В конце июня с его обжигающими полуднями и черными бархатными ночами, в один из воскресных вечеров я мчался по глубочайшим туннелям метрополитена по направлению к центру Москвы.

Весело мелькали станции. Двери распахивались в благородное пространство гранита, никеля и бронзы, оттуда веяло свежей прохладой, напоминающей струение чистого кислорода. Уж не подкачивали ли его специально в вентиляцию?.. Но еще прелестнее был ощущавшийся повсюду почти зримый алеющий клубничный аромат! Он растекался от транспортируемых дачниками плетеных коробов и корзин, которые были по-бедуински укутаны белыми марлями с проступавшими на них пятнами липкого, густого сока от поздних и оттого особенно пахучих, мясисто-сахарных ягод.

Закинув ногу на ногу, я сидел в полупустом вагоне, отделанным новеньким, нежным, голубым пластиком, на стерильно-чистом ореховом сиденье, беспристрастно разглядывая собственное отражение в противоположном, поблескивавшим вороненым хрусталем окне с толстым дюймовым стеклом.

Никогда прежде я не бывал удовлетворен своей внешностью. Всегда вылезал какой-то изъянец, вроде нелепо топорщащейся пряди волос или чересчур острого носа. Теперь же я видел себя, словно во сне – где я был счастливым обладателем пушистых, идеально изящных усов.

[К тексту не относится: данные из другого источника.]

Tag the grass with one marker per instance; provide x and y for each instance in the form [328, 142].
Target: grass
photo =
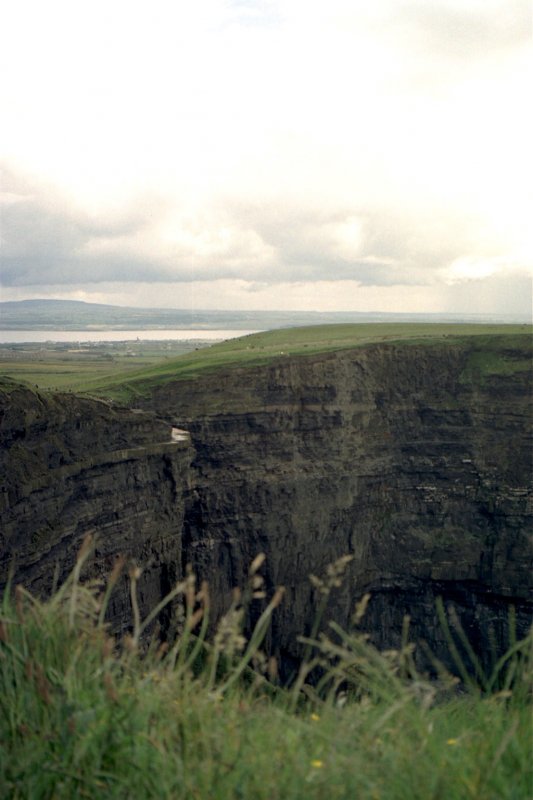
[124, 381]
[85, 715]
[74, 368]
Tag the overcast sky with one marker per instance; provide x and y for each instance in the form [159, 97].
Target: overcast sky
[367, 155]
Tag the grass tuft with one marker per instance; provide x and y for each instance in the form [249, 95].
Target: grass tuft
[86, 714]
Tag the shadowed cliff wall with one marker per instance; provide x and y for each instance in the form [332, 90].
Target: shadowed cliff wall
[73, 466]
[416, 460]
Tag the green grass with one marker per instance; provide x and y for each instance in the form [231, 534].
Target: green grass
[64, 368]
[85, 715]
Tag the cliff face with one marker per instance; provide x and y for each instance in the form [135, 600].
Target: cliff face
[416, 460]
[74, 466]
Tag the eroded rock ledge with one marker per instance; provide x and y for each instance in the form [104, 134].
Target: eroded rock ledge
[414, 459]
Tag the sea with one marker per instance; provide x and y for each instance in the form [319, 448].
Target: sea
[27, 337]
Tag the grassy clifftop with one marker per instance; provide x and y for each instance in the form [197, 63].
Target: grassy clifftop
[490, 344]
[123, 381]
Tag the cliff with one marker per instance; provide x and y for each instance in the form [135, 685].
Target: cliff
[73, 466]
[415, 459]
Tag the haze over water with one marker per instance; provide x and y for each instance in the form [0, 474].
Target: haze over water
[25, 337]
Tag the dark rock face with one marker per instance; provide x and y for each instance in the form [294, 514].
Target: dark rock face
[73, 466]
[397, 455]
[411, 458]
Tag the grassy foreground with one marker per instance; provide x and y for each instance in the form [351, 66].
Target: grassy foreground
[85, 715]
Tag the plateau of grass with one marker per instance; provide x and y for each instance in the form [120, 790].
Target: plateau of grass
[83, 714]
[263, 348]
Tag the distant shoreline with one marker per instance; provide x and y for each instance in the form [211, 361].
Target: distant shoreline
[98, 336]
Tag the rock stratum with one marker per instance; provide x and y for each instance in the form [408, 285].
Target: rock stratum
[415, 459]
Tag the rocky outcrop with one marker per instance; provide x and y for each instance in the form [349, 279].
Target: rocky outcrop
[414, 459]
[74, 466]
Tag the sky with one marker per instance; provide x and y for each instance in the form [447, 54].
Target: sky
[345, 155]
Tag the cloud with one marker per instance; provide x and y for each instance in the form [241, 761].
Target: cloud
[47, 240]
[254, 145]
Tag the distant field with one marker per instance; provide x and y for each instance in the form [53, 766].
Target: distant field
[123, 375]
[74, 368]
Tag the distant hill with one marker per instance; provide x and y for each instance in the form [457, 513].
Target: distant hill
[76, 315]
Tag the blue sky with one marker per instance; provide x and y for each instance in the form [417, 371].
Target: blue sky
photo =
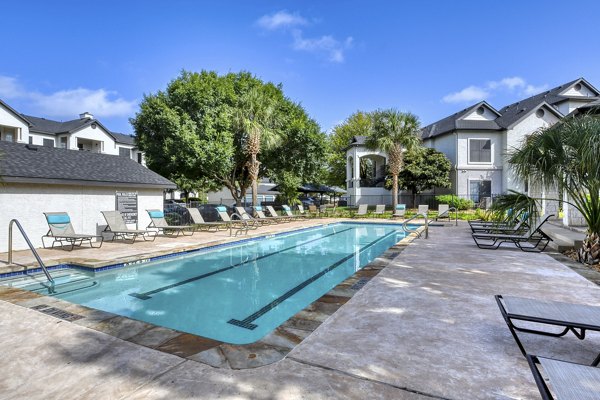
[432, 58]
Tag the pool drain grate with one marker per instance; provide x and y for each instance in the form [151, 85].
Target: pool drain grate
[56, 312]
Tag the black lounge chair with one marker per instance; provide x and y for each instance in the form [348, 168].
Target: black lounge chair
[158, 222]
[116, 225]
[576, 318]
[569, 381]
[529, 241]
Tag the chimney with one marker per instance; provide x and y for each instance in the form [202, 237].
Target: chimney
[86, 115]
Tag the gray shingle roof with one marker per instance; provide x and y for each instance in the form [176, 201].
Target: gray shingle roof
[454, 122]
[23, 162]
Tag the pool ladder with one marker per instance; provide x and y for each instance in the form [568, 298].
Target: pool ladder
[33, 250]
[416, 231]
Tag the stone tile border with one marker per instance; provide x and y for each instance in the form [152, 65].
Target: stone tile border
[272, 348]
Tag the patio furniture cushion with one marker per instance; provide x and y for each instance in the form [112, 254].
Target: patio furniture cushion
[156, 214]
[572, 381]
[58, 219]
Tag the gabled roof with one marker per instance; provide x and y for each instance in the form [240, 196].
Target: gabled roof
[50, 127]
[29, 163]
[455, 121]
[15, 112]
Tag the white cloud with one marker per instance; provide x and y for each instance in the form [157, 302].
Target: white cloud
[471, 93]
[280, 19]
[333, 48]
[514, 85]
[69, 103]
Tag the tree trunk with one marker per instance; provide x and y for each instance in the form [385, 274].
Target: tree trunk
[590, 250]
[394, 192]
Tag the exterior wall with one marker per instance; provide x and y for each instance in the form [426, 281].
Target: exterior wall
[7, 118]
[515, 136]
[27, 202]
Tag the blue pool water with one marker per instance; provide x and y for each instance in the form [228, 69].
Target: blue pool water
[240, 293]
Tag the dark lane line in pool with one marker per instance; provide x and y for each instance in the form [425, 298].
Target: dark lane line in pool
[247, 322]
[147, 295]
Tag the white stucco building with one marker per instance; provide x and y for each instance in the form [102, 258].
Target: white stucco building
[78, 166]
[477, 139]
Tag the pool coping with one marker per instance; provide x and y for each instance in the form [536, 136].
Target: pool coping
[273, 347]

Как будто даже вовсе не я, а совершенно незнакомый человек с этими прекрасными русыми усами, а главное, с эдакими широко распахнутыми глазами, которые лучились необычным сиянием…

Как выглядит человек, когда он не смотрит в зеркало? А?..

В том-то и дело, что не во сне, не в мечтах, а в самой отчетливой реальности этим человеком был именно я!

И, как наглядная иллюстрация произошедшей замечательной перемены, едва я ступил на перрон, на меня налетела какая-то пожилая чета – дачники со своими ивовыми корзинами. Ни с того ни с сего забросали меня горячими восторгами и признаниями в любви. До чего, дескать, приятно на фоне всеобщего нынешнего разложения-деградации – фашиствующих молодчиков, грязных наркоманов, наглых спекулянтов, бандитов, похабных девок-проституток, – до чего ж приятно увидеть мое милое симпатичное лицо. И ведь не успокоились до тех пор, пока со слезами умиления не заставили принять в подарок объемистый короб отборнейшей клубники, чтобы я, например, угостил ею свою любимую, которая, по их глубочайшему убеждению, тоже должна быть чудо как хороша.

Моя любимая!.. А ведь и в самом деле! Я даже не думал об этом. Честное слово, даже в голову не приходило… Меня прямо-таки бросило в трепет, когда эти смешные старички в своем бесхитростном восхищении проговорили эти проникновенное слово. Любимая.

«Да ведь она действительно есть у меня! Притом она – одна из тех самых, кто..!» – едва не воскликнул я от такого мгновенного осознания, принимая короб с ягодами, теперь словно намагниченными, заряженными неким потайным смыслом.

После нескольких важнейших дневных встреч я действительно направлялся еще с одним визитом, может быть, наиважнейшим, в один совершенно особенный дом, чудесный, светлый и счастливый.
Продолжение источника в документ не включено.